What You’ll Be Doing
  • Quality & AI-First Mindset 
  • Evolve a modern, AI-first quality strategy for our fast-scaling SaaS architecture, including foundational infrastructure and emerging agentic/intelligent systems. 
  • Integrate AI enhancements into CI/CD pipelines (e.g., predictive flakiness detection, automated test generation, self-healing scripts) to improve isolation, data setup, & execution reliability using existing/suggesting tools. 
  • Establish scalable testing practices that support hyper-growth and petabyte-scale AI data pipelines. 

  • AI-Focused Test Strategy, Automation & Evaluation 
  • Design deterministic and statistical testing approaches for non-deterministic LLM-based and agentic systems, addressing hallucinations, prompt injection, bias, drift, and safety risks. 
  • Build automated evaluation pipelines and harnesses for correctness, faithfulness, retrieval quality, generation accuracy, tool-calling, planning sequences, and multi-agent flows. 
  • Execute/Develop test frameworks for the full AI lifecycle: prompts, datasets, embeddings, model versions, RAG pipelines (end-to-end validation), and guardrails. 
  • Implement red-teaming, bias/fairness checks, and compliance mechanisms; leverage in trend frameworks for metrics and observability. 
  • Integrate AI-specific quality signals into CI/CD for automated gating and continuous monitoring. 
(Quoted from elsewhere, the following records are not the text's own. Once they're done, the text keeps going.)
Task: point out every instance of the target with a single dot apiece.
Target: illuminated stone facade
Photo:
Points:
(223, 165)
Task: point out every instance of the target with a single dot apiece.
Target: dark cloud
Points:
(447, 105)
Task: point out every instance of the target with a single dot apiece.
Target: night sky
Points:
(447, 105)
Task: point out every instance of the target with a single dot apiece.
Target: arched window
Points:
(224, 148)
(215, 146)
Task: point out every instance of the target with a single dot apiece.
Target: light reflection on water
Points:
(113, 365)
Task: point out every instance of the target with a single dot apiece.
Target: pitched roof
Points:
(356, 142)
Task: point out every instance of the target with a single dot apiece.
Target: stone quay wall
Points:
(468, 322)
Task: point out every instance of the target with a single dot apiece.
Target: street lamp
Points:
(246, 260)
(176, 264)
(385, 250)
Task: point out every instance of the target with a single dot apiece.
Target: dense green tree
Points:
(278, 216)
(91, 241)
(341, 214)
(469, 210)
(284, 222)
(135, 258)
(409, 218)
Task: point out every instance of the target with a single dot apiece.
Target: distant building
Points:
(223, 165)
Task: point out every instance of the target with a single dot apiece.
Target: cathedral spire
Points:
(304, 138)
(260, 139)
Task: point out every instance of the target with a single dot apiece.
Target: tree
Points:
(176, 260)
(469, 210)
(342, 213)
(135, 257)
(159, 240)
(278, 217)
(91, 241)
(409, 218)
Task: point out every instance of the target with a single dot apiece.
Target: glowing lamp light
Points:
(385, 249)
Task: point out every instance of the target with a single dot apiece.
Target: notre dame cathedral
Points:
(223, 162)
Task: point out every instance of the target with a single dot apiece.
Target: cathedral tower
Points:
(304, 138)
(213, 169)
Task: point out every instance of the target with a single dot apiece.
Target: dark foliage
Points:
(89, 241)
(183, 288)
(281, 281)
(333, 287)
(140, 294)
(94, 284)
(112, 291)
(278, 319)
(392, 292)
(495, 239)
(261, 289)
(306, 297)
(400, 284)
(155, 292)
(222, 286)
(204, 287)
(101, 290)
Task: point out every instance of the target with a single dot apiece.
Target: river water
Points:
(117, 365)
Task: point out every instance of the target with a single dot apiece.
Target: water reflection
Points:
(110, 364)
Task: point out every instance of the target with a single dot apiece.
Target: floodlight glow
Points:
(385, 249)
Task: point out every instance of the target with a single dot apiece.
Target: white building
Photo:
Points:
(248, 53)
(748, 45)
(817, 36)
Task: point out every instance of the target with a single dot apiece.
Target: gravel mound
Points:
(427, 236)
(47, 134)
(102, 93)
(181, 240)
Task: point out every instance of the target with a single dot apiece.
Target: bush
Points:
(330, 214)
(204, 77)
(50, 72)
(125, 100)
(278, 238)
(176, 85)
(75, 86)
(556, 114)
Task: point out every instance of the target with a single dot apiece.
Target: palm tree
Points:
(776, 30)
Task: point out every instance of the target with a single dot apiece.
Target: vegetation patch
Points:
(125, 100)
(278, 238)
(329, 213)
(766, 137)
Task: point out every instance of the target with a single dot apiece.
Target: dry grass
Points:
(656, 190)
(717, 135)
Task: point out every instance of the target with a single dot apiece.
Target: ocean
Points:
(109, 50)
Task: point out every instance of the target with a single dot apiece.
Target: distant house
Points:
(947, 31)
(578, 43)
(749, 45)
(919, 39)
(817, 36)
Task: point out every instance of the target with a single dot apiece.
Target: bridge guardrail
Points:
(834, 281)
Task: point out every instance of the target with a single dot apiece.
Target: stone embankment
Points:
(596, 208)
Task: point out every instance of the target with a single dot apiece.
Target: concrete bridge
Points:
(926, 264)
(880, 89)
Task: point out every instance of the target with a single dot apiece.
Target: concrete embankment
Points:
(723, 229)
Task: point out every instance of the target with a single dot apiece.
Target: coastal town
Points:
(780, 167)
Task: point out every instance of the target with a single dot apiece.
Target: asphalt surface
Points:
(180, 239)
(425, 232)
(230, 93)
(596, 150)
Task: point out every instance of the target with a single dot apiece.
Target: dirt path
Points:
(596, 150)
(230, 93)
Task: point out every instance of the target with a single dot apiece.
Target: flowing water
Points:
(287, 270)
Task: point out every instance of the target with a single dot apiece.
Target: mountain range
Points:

  • Cross-Functional & End-to-End Testing 
  • Partner closely with product, data science, AI engineering, and dev teams to test AI features, conduct multi-agent simulations, and ensure high-quality roadmap delivery. 
  • Facilitate knowledge sharing and upskilling on AI testing best practices across the Quality Function. 

  • Metrics, Observability & Continuous Improvement 
  • Drive core metrics (DORA, test coverage/effectiveness) plus AI-specific indicators (e.g., hallucination rate, context precision, drift detection). 
  • Build real-time dashboards and support A/B testing of models with post-deployment monitoring. 

  • Culture, Mentorship & Innovation 
  • Champion a quality-first, ethical AI mindset organization-wide. 
  • Mentor SDET’s, lead workshops on AI risks/validation, and influence design/deploy/incident processes. 
  • As a foundational hire, define roadmaps and best practices for sustainable AI quality assurance. 

  • Challenges You'll Tackle
  • Ensuring reliability in agentic systems amid data drift and non-deterministic behavior. 
  • Scaling tests for global SaaS while maintaining low hallucination rates and strong safety guardrails. 
  • Building evaluation from scratch in a rapidly evolving landscape (e.g., multi-modal, agentic flows). 

  • Success in the First 6 Months
  • Launch foundational AI test frameworks and pipelines, achieving 80-90% coverage for key AI components. 
  • Reduce AI-related defect escapes by 30-40% and integrate automated safety/compliance checks into all releases. 
  • Establish metrics dashboards and evaluation loops that enable data-driven iteration on intelligent features. 

  • What You Will Bring
  • 7+ years in Quality Engineering/SDET roles within cloud-native SaaS environments, including 2+ years hands-on with AI/ML/LLM systems. 
  • Expertise in automated testing infrastructure, CI/CD (Jenkins/GitHub Actions), and test pyramid strategies (unit → E2E). 
  • Strong full-stack testing experience (frontend/backend/API) and collaboration with dev teams. 
  • Proven experience testing LLMs, AI agents, RAG pipelines, and related risks (hallucinations, prompt injection, bias, drift). 
  • Proficiency in JS/TS, working knowledge of Python or Java; experiance with AI evaluation frameworks (e.g., Ragas, DeepEval, LangChain/LangSmith/LangFuse) and other tools you may have proficiency in. 
  • Knowledge of performance, Stress and Load testing tools like K6, JMeter, Blazemeter will be nice to have. 
  • Knowledge of observability (NewRelic), statistical testing methods, red-teaming, and ethical AI practices. 
  • Excellent communication, and coaching skills; ability to thrive in ambiguity and drive innovation. 
  • Bachelor's/Master's in Computer Science, AI, or related; certifications (e.g., ISTQB AI Testing) a plus. 
  • Strong English language communication and collaboration skills

  • We value adaptability in this fast-moving field—equivalent experience and a strong portfolio (e.g., open-source contributions, case studies) are highly regarded.